Here is a code snip, I removed many details for clearity, if the exact code is required, I can post it.

class Connection(object):
    ...
    # This sends an RPC request to the remote host.
    def call(self, method, params=(), reply_handler=None, error_handler=None):
        self.sequence += 1
        if self.sequence > 65535:
            self.sequence = 0
        self.timeouts[self.sequence] = glib.timeout_add(self.timeout, self._call_response, {'id': self.sequence, 'timeout': True, 'error': {'message': 'RPC timeout calling %s()' % method, 'code': 560}})
        ...
        # Here a message is sent to the remote host.
        ...

    # Handle the response from the remote host.
    def _call_response(self, data):
        rpc_id = data.get('id')
        if rpc_id not in self.reply_handlers:
            return False
        glib.source_remove(self.timeouts[rpc_id])
        del self.timeouts[rpc_id]
        ...
        # Handle the response...

Notes:
_call_response is called with the decoded message when a message arrives from the remote end. If no message arrives before the timeout, glib.timeout_add() calls the function with an error message. Since a new timeout is created for each message, it is just a matter of time until there is an overflow, in my case on a busy server, this is about 12 days.
When the error shows up, I get a trace from python that points at the glib.source_remove() line in _call_response() with the message, "OverflowError: signed integer is greater than maximum".
-Neil-

Comment 5 Martin Pitt 2012-10-23 04:13:23 UTC

(In reply to comment #4)
> Please excuse the wording of my previous message

No excuse necessary :)

> When the error shows up, I get a trace from python that points at the
> glib.source_remove() line in _call_response() with the message, "OverflowError:
> signed integer is greater than maximum".

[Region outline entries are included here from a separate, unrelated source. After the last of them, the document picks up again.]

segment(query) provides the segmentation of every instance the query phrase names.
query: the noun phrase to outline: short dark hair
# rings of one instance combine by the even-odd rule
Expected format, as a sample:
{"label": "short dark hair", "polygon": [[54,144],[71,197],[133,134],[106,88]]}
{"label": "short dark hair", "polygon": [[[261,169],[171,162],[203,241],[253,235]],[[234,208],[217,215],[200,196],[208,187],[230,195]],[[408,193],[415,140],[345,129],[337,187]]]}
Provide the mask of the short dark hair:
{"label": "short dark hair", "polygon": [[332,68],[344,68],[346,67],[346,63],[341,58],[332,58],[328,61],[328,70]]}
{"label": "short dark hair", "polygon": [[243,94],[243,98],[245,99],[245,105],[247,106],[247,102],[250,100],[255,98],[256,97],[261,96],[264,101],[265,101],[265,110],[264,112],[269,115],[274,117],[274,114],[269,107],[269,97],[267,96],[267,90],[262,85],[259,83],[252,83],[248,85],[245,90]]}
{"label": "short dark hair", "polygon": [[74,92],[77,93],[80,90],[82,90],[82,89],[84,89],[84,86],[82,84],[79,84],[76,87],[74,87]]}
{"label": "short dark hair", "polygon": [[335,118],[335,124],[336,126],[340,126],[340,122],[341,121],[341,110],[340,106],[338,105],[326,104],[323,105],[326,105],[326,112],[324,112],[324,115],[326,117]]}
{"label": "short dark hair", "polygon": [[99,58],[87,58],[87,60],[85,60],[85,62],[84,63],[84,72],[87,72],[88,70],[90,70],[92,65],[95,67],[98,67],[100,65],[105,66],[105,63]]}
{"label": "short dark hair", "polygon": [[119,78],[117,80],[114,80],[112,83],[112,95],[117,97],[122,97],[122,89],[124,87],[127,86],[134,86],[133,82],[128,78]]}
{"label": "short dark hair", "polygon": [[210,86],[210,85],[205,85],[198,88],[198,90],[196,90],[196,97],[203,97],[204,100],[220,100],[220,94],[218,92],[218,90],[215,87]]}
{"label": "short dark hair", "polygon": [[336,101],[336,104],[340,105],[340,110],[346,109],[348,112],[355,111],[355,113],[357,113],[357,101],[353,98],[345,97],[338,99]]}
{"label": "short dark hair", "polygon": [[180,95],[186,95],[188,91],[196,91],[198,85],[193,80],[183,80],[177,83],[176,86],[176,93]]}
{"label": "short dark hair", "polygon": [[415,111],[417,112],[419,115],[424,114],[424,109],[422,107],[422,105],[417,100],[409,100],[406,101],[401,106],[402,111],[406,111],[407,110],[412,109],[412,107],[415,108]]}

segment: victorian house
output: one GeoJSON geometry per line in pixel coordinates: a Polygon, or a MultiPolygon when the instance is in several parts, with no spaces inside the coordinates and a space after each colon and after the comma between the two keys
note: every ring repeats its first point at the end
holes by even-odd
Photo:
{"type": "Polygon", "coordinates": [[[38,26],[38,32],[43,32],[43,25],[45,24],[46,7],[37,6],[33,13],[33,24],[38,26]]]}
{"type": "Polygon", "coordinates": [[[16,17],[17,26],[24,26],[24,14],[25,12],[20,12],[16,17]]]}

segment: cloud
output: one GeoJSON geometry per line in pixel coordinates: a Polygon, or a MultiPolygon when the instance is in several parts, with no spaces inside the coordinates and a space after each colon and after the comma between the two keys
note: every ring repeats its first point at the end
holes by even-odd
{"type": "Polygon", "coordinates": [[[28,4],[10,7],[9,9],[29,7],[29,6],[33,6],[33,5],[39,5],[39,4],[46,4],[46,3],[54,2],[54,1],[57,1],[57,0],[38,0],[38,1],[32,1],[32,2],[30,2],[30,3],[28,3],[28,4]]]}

Ah, that helps. I had a closer look at the function, and finally spotted the error. Committed with a test case:

http://git.gnome.org/browse/pygobject/commit/?id=126a10f765af3d3a6f08ce5db7ed9f3ef647848f

This fix will be in 3.4.2, too.

Comment 6 Neil Whelchel 2012-10-23 22:10:47 UTC

Thank you for addressing this issue. This will help greatly.
However, the issue of the source number wrapping around becomes the next problem. The code sample that I posted should work properly now for an unlimited time except that there are other long-term glib sources in existence in the program. For example, I am using glib.io_add_watch() to watch the socket that the messages are sent through, so let's assume that glib.io_add_watch() returns a source of 1. What happens when the timers use up all of the source numbers and it wraps back around to 1, (glib.timeout_add() returns 1 after the wrap around), and I call glib.source_remove(1)? Should we file this as a new bug against glib?
-Neil-

Comment 7 Martin Pitt 2012-10-24 04:05:27 UTC

Right, that would be a bug in glib. It indeed doesn't seem to make any effort to check whether

  result = source->source_id = context->next_id++;

is still taken, which would happen if you have done one complete round of allocating 2 billion sources and still have some early ones around.